In this study, we evaluate Sentinel-3A satellite synthetic aperture radar (SAR) altimeter observations along the Northwest Atlantic coast, spanning the Nova Scotian Shelf, Gulf of Maine, and Mid-Atlantic Bight. Comparisons are made of altimeter sea surface height (SSH) measurements from three different altimeter data processing approaches: fully-focused synthetic aperture radar (FFSAR), un-focused SAR (UFSAR), and conventional low-resolution mode (LRM). Results show that fully-focused SAR data always outperform LRM data and are comparable or slightly better than the nominal un-focused SAR product. SSH measurement noise in both SAR-mode datasets is significantly reduced compared to LRM. FFSAR SSH 20-Hz noise levels, derived from 80-Hz FFSAR data, are lower than 20-Hz UFSAR SSH with 25% noise reduction offshore of 5 km, and 55–70% within 5 km of the coast.

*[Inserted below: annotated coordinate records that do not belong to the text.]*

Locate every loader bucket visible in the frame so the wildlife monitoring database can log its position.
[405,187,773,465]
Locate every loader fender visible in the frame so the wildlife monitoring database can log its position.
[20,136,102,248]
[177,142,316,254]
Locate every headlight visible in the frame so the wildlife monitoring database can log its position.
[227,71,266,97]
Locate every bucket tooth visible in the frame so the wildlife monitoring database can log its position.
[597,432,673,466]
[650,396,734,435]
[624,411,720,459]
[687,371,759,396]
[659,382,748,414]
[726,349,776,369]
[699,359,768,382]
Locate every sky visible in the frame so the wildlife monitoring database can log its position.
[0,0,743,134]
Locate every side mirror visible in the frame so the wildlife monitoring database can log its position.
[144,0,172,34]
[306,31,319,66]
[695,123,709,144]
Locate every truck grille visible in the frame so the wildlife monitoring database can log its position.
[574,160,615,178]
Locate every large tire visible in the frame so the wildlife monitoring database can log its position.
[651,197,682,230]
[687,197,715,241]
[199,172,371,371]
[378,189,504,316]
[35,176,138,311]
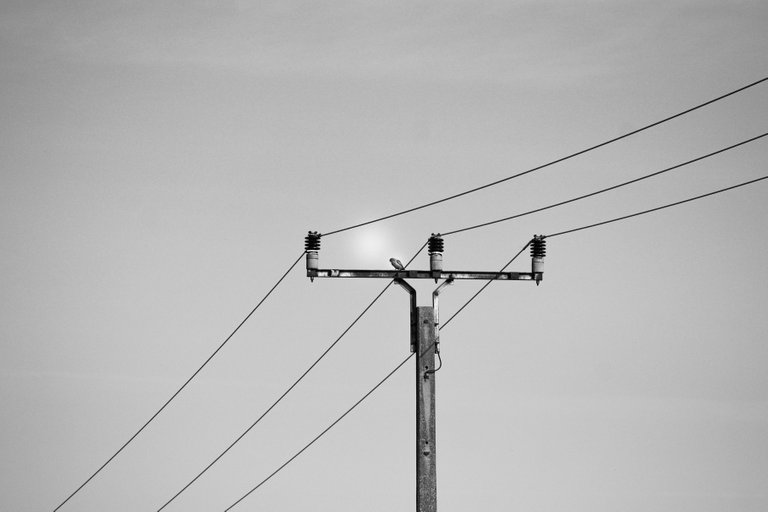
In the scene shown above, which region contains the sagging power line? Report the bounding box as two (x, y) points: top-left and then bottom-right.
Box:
(53, 252), (304, 512)
(323, 77), (768, 237)
(219, 175), (768, 512)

The offshore noise improvement is most likely due to the higher native along-track data posting rate (80 Hz for FFSAR, and 20 Hz for UFSAR), while the large coastal improvement indicates an apparent FFSAR data processing advantage approaching the coastlines. FFSAR-derived geostrophic ocean current estimates exhibit the lowest bias and noise when compared to in situ buoy-measured currents. Assessment at short spatial scales of 5–20 km reveals that Sentinel-3A SAR data provide sharper and more realistic measurement of small-scale sea surface slopes associated with expected nearshore coastal currents and small-scale gyre features that are much less well resolved in conventional altimetric LRM data.